Mid-twenties is no-mans-land for skiers and riders that aren’t living in a mountain town. Your friends will have too many things to do, have big items they need to spend money on, and will start to have smaller humans to take care of. But you could find me on the road, sidekick and friend either driving or telling me to get out of the car in the middle of the snow-covered winding roads of Appalachia so he could.
Snowpeople, we called ourselves. Unshaven, unshowered, unfed. We’ll stop at a gas station on the way. He was transitioning back from dry, fluffy champagne powder and I was transitioning out of a one-mountain season pass. So broke and still blowing money, I skied around the mid-Atlantic, visiting every mountain I could get to by first chair. The epitome of not a care in the world… Other than where the next snow storm was going to hit, of course.
Snowshoe, Wisp, Canaan Valley, Timberline, Seven Springs, Hidden Valley, Blue Knob, Whitetail, Holiday Valley… I was everywhere at least twice and found myself continuing to live the ski dream I thought I left behind at twenty-two. Making friends out of strangers, all the two of us needed was good conversation and good bartenders. And the bartenders turned into friends, too. Those were the days that inspired me to start this blog.
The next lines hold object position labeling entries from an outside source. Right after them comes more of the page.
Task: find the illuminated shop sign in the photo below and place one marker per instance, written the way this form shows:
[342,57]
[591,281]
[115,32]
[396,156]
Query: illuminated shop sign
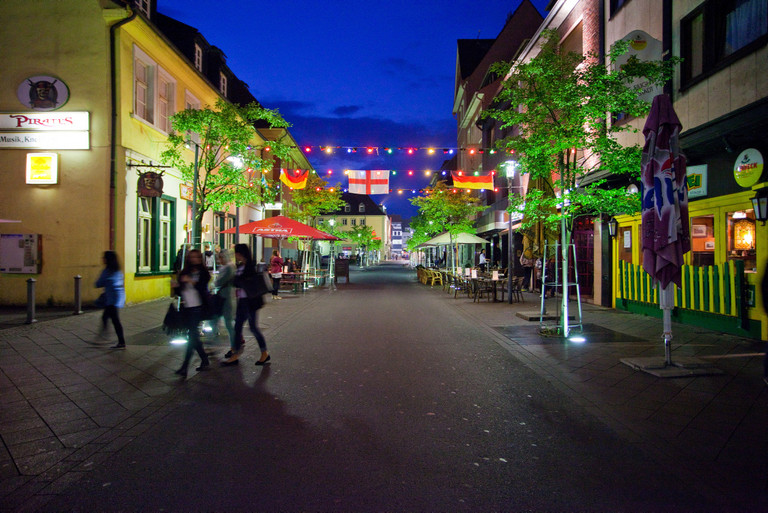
[748,167]
[44,122]
[42,168]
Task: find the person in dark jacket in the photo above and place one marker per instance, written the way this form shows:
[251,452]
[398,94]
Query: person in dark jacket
[111,279]
[250,288]
[192,286]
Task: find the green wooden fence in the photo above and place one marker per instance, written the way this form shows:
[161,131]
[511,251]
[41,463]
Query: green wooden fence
[717,289]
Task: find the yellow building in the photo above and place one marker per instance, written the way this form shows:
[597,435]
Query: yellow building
[91,91]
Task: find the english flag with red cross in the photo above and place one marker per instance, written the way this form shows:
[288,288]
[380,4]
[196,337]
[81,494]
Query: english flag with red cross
[369,181]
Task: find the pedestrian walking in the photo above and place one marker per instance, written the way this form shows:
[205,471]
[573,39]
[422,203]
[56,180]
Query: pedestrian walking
[250,289]
[224,286]
[276,271]
[111,280]
[192,286]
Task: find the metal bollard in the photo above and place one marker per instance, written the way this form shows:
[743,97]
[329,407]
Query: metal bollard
[31,301]
[78,299]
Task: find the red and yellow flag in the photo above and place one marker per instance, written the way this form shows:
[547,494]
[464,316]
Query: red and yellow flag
[295,179]
[472,182]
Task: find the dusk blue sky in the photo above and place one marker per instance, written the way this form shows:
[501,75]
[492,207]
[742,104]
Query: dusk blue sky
[353,73]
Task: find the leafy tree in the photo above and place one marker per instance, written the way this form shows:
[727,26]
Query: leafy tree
[446,209]
[230,165]
[558,106]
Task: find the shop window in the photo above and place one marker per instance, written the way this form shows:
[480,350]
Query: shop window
[624,240]
[166,247]
[703,240]
[144,243]
[155,234]
[719,32]
[741,238]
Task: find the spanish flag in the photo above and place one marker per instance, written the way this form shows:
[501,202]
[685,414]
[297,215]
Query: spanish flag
[472,182]
[296,179]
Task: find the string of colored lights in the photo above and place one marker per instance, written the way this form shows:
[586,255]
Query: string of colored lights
[389,150]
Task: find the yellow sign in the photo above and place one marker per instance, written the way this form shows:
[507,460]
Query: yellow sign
[748,167]
[42,168]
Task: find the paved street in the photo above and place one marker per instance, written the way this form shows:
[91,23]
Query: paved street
[382,395]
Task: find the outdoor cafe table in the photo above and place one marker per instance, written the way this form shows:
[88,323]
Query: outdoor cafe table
[297,279]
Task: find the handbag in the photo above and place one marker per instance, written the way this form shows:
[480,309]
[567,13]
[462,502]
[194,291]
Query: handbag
[101,301]
[173,321]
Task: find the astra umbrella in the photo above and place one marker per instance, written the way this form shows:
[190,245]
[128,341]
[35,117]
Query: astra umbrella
[665,231]
[281,227]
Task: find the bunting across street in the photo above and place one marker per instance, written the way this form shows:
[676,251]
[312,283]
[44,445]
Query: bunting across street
[472,182]
[369,181]
[295,180]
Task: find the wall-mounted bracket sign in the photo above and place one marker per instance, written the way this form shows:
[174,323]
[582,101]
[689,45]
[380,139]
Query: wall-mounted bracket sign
[43,93]
[748,167]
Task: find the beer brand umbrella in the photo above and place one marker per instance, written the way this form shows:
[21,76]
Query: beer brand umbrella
[665,231]
[281,227]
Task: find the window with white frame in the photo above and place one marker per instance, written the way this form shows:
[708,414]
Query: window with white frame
[190,101]
[198,57]
[142,91]
[154,91]
[222,83]
[142,6]
[165,102]
[144,236]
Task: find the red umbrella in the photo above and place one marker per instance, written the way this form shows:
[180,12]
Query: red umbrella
[665,231]
[281,227]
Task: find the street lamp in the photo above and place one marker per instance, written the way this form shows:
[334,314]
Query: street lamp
[194,191]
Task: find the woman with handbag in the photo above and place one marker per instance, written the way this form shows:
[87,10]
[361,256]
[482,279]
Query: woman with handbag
[250,287]
[223,298]
[192,286]
[111,279]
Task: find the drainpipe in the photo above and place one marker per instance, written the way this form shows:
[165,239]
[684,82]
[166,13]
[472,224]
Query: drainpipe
[113,131]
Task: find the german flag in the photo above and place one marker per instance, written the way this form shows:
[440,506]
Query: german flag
[472,182]
[296,179]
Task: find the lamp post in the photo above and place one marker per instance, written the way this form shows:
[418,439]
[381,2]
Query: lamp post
[510,167]
[194,192]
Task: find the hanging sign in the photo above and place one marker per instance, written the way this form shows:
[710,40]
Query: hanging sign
[697,181]
[42,93]
[748,167]
[150,185]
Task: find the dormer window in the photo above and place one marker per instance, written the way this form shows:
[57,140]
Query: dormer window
[222,83]
[142,6]
[198,57]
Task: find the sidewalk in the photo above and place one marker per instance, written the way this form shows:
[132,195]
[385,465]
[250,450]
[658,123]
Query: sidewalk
[67,403]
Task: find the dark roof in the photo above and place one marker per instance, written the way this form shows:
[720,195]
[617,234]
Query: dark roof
[471,52]
[354,201]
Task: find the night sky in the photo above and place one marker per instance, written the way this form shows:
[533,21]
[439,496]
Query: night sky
[353,74]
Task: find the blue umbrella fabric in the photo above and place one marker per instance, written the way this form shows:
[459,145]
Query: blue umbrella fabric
[665,231]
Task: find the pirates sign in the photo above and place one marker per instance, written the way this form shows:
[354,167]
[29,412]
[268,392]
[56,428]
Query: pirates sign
[150,184]
[42,93]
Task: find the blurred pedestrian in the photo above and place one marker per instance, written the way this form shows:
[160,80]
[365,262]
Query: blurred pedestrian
[276,271]
[223,283]
[250,289]
[192,286]
[111,279]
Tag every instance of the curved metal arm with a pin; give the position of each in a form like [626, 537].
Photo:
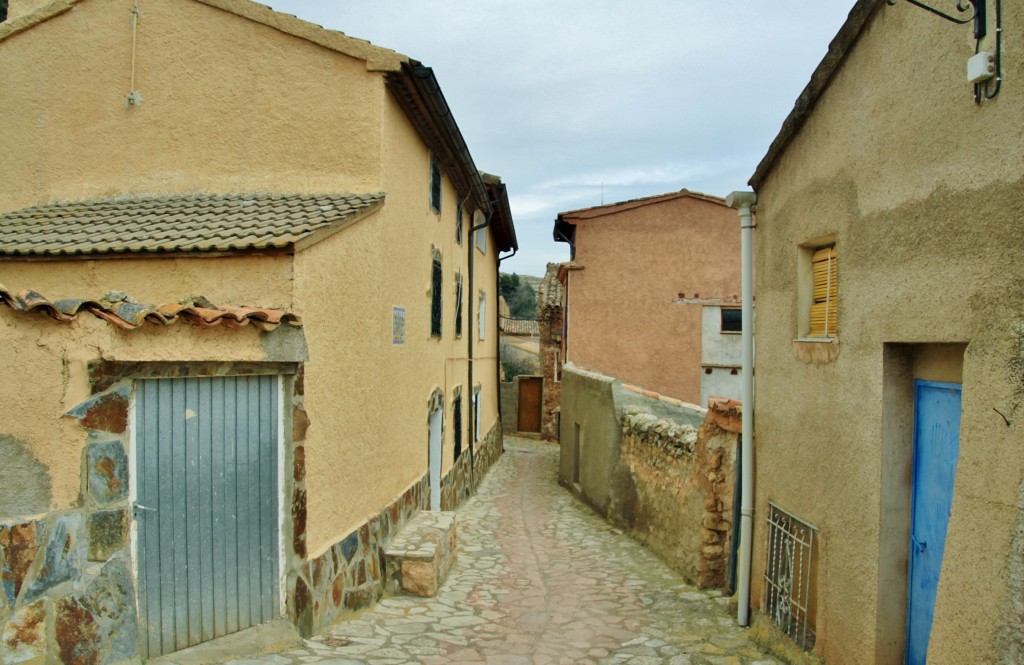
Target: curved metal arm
[976, 7]
[962, 6]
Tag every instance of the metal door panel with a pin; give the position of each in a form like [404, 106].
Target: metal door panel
[207, 515]
[937, 415]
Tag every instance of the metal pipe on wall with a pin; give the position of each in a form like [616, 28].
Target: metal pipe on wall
[743, 201]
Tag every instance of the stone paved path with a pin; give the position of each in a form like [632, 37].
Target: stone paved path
[540, 579]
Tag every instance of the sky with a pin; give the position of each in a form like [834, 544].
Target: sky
[583, 102]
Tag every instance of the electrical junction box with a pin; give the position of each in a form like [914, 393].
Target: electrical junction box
[981, 67]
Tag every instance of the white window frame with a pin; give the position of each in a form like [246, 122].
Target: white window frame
[481, 314]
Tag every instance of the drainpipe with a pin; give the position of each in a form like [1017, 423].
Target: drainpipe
[742, 201]
[471, 244]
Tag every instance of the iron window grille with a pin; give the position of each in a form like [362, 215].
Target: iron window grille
[435, 298]
[788, 575]
[435, 185]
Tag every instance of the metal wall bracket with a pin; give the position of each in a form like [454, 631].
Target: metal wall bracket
[976, 7]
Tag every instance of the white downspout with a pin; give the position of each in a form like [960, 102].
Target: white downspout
[742, 201]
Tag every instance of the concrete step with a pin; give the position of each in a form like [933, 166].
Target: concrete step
[422, 553]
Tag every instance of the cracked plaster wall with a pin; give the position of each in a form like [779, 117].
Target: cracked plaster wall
[922, 191]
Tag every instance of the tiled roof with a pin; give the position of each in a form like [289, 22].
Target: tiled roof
[179, 223]
[550, 294]
[123, 312]
[619, 206]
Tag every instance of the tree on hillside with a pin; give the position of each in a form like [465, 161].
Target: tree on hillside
[520, 296]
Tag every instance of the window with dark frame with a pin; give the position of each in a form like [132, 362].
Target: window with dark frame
[732, 320]
[435, 296]
[435, 185]
[458, 304]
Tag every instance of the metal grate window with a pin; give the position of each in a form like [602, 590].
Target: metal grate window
[788, 583]
[435, 298]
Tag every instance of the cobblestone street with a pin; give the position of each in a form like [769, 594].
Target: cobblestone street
[540, 579]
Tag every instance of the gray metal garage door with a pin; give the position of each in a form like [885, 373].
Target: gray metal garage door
[206, 507]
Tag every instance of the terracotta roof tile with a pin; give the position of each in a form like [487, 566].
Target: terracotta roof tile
[550, 294]
[123, 312]
[177, 223]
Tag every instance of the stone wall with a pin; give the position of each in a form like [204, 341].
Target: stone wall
[660, 469]
[67, 590]
[673, 490]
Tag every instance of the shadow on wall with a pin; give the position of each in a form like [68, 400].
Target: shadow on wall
[663, 470]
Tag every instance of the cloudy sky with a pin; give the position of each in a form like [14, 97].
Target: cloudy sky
[579, 102]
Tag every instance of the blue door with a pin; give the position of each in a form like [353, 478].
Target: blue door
[936, 447]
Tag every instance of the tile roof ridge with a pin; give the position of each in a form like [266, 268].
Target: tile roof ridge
[124, 312]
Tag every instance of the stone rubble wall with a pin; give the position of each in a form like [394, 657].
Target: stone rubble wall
[67, 589]
[551, 328]
[673, 490]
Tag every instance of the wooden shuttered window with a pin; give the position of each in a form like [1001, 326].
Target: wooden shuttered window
[824, 318]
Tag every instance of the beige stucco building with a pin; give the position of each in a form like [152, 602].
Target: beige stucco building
[907, 196]
[641, 273]
[222, 224]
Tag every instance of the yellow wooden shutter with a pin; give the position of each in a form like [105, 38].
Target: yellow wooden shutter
[823, 306]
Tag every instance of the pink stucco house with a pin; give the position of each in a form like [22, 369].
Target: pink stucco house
[645, 277]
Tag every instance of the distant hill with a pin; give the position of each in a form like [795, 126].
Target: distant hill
[521, 299]
[534, 282]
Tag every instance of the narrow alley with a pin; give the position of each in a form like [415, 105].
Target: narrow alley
[540, 579]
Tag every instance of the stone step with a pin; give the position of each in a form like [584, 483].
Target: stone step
[422, 553]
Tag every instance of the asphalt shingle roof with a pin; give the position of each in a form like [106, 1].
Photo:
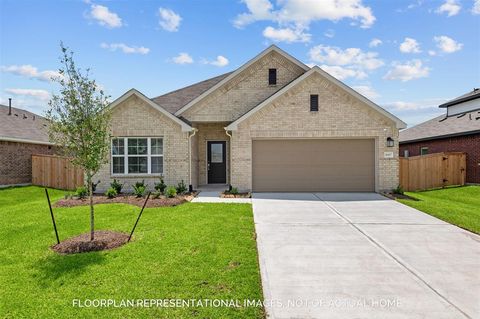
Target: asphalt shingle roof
[443, 126]
[22, 124]
[175, 100]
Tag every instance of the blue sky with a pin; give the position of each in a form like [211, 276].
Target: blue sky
[407, 56]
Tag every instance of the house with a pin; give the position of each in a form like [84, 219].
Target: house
[22, 134]
[458, 130]
[273, 124]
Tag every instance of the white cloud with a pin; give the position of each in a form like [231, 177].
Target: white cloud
[30, 71]
[125, 48]
[349, 56]
[367, 91]
[296, 15]
[35, 93]
[286, 35]
[105, 17]
[329, 33]
[169, 20]
[410, 45]
[410, 70]
[220, 61]
[342, 73]
[476, 7]
[375, 43]
[450, 7]
[447, 45]
[183, 58]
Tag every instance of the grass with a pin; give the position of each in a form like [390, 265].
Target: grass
[195, 250]
[456, 205]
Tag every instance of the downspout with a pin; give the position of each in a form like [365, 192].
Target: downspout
[190, 186]
[229, 159]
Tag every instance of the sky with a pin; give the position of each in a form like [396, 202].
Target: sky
[406, 56]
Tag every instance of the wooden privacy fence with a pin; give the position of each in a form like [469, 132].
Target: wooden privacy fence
[55, 171]
[432, 171]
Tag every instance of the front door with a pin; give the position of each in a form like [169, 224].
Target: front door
[216, 162]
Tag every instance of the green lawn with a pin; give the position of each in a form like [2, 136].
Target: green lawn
[456, 205]
[199, 251]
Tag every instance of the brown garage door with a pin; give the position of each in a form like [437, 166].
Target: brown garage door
[313, 165]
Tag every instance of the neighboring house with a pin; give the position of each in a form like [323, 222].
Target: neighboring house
[456, 131]
[22, 134]
[274, 124]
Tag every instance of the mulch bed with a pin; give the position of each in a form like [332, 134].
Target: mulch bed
[103, 239]
[162, 201]
[239, 195]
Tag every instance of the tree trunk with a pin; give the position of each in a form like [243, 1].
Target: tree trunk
[92, 215]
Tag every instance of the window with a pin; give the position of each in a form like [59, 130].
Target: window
[314, 103]
[138, 155]
[272, 76]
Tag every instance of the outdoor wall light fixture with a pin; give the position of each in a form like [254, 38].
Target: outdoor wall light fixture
[390, 142]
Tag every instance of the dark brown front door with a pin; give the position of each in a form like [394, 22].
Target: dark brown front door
[216, 162]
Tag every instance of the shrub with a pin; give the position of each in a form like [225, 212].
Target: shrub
[171, 192]
[81, 192]
[117, 186]
[111, 192]
[398, 190]
[181, 188]
[160, 186]
[139, 188]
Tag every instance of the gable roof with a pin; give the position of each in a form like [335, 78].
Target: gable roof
[238, 71]
[175, 100]
[399, 123]
[185, 127]
[23, 126]
[443, 126]
[475, 94]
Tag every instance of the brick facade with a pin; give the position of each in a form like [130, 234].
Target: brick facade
[16, 159]
[339, 116]
[135, 118]
[469, 144]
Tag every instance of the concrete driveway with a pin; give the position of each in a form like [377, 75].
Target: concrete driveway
[347, 255]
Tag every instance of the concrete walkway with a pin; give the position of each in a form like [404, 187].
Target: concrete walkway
[346, 255]
[211, 194]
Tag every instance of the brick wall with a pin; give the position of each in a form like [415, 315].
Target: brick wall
[135, 118]
[469, 144]
[245, 91]
[340, 116]
[16, 161]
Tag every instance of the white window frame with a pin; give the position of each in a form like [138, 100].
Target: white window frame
[149, 156]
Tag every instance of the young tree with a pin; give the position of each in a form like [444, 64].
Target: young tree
[79, 121]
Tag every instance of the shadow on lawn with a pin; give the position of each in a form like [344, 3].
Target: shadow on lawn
[63, 267]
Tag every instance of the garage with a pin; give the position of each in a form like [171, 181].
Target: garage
[309, 165]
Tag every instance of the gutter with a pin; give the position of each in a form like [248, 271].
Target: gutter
[22, 140]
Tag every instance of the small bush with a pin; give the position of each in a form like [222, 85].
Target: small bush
[117, 186]
[81, 192]
[111, 192]
[139, 188]
[161, 186]
[171, 192]
[181, 188]
[398, 190]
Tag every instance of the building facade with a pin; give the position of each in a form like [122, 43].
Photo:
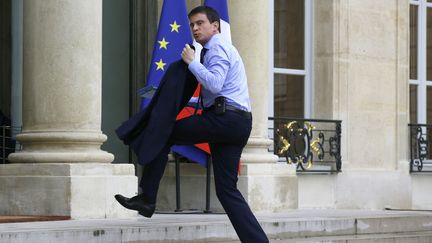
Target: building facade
[364, 66]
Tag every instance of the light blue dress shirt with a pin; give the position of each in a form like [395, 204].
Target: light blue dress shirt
[222, 74]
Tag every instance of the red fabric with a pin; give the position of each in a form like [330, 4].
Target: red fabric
[189, 111]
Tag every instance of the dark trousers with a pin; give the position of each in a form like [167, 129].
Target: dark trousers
[227, 135]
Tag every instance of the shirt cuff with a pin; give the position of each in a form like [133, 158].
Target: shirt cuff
[194, 66]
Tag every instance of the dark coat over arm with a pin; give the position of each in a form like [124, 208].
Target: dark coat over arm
[149, 130]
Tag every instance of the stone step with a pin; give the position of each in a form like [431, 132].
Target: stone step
[296, 226]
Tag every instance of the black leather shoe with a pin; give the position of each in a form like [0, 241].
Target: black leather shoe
[137, 203]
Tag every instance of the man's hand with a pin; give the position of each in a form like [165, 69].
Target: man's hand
[188, 54]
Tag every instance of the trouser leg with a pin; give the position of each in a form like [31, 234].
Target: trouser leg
[152, 175]
[225, 164]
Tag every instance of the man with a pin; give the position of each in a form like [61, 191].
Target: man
[225, 124]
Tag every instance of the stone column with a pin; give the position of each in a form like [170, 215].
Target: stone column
[62, 83]
[61, 169]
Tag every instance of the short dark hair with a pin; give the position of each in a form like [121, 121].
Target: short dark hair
[211, 14]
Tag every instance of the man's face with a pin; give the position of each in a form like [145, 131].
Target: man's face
[202, 29]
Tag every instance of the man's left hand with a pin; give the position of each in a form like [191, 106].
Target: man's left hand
[188, 54]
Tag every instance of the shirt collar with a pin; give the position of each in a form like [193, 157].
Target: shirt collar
[214, 39]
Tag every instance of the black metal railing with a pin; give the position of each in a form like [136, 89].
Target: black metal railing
[7, 143]
[420, 135]
[313, 145]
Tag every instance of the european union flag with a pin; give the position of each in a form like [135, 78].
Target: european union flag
[173, 33]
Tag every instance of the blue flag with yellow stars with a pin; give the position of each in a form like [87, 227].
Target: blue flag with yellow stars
[173, 33]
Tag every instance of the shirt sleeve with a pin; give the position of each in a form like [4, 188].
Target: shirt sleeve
[213, 75]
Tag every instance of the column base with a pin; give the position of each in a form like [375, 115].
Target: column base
[76, 190]
[61, 147]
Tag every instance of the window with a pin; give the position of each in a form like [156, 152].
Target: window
[420, 69]
[291, 86]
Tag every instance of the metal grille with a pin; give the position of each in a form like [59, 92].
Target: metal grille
[420, 135]
[312, 145]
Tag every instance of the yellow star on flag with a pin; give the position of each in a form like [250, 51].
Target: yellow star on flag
[174, 26]
[160, 65]
[163, 44]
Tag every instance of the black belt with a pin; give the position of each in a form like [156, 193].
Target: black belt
[245, 114]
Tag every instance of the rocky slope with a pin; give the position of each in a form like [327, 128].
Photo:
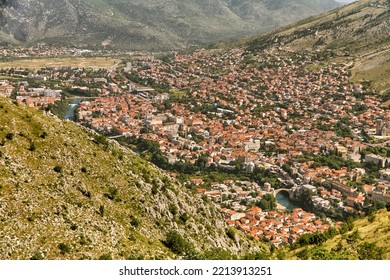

Sure, there’s new friends to be had on the mountain, but this season, I think I am just surfacing the the light in the dark ages of skiing alone. I’ve been fighting my own demons as I’ve grown. As more responsibilities pile on, anxiety rears it’s ugly head and ebbs and flows with the seasons. But I’ve had some almost religious experiences riding by myself. A good playlist in my ear, no thoughts in my head and that feeling when you get it all right.
It lasts only for a fleeting second. Just a moment when your weight shifts from one edge to the other, throwing pressure into your carve and before the shock absorbers in your legs throw you into the next turn. I don’t even know if I’m explaining this right, but you might know where I’m getting at. If you don’t, please take a lesson and work on getting there. When you connect these moments all together, it feels like you are floating down the hill. It’s unearthly, heavenly, and combined with some of the most beautiful scenes you can get, you know that there’s a higher power in it all, however you believe that to be.